BEYOURS.ID – Sidang praperadilan antara Calon Bupati Situbondo, Karna Suswandi, dan Komisi Pemberantasan Korupsi (KPK) kembali digelar di Pengadilan Negeri Jakarta Selatan, Senin (11/11/2024).
Namun, pihak KPK absen dan meminta penundaan sidang, yang kini dijadwalkan ulang untuk tanggal 18 November 2024.
Kuasa hukum Karna, Amin Fahrudin, S.H., M.H., menyatakan bahwa ini adalah pengajuan praperadilan kedua setelah yang pertama hanya sampai pada putusan eksepsi dan tidak menyentuh pokok perkara.
ADVERTISEMENT
SCROLL TO RESUME CONTENT
“Karena putusan belum masuk pada pokok perkara, maka pada tanggal 28 Oktober 2024, kami mengajukan gugatan baru,” ujarnya.

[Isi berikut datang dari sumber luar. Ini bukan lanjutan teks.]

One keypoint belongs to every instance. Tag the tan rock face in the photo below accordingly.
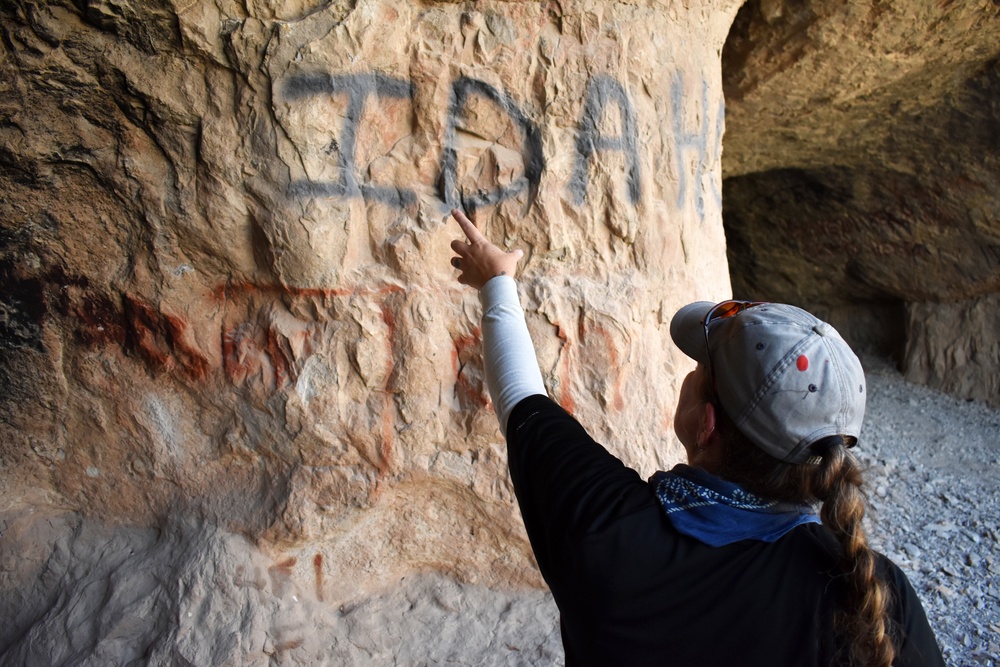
(226, 290)
(862, 172)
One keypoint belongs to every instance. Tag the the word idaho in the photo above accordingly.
(602, 92)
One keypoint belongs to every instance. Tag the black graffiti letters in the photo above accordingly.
(357, 87)
(602, 90)
(603, 95)
(531, 148)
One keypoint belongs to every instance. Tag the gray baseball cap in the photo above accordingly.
(784, 377)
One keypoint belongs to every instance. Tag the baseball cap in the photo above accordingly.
(785, 377)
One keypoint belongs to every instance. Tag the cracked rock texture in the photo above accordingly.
(242, 395)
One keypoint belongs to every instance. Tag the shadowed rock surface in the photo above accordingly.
(862, 175)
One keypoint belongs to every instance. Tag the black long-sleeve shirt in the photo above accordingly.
(631, 590)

Menurut Amin, sidang praperadilan harus diselesaikan dalam waktu tujuh hari berdasarkan peraturan yang berlaku. Dengan sidang yang dimulai kembali pada 18 November, putusan diperkirakan akan keluar sekitar tanggal 24 atau 25 November.
Amin berharap pengadilan akan mencabut status tersangka Karna Suswandi, mengingat bahwa, menurutnya, penetapan tersebut melanggar prosedur hukum.
Ia berargumen bahwa penetapan tersangka seharusnya dilakukan setelah proses penyidikan yang sah, sesuai dengan UU KPK dan KUHAP yang mengatur perlunya pengumpulan alat bukti yang cukup terlebih dahulu.
Dalam pernyataannya, Amin menekankan bahwa parameter hukum yang mereka gunakan didasarkan pada dalil-dalil yuridis dan keputusan Mahkamah Konstitusi, yang memperkuat pandangan bahwa tindakan KPK telah menyimpang dari prosedur hukum yang seharusnya.
Oleh karena itu, pihaknya menuntut agar pengadilan membatalkan status tersangka kliennya.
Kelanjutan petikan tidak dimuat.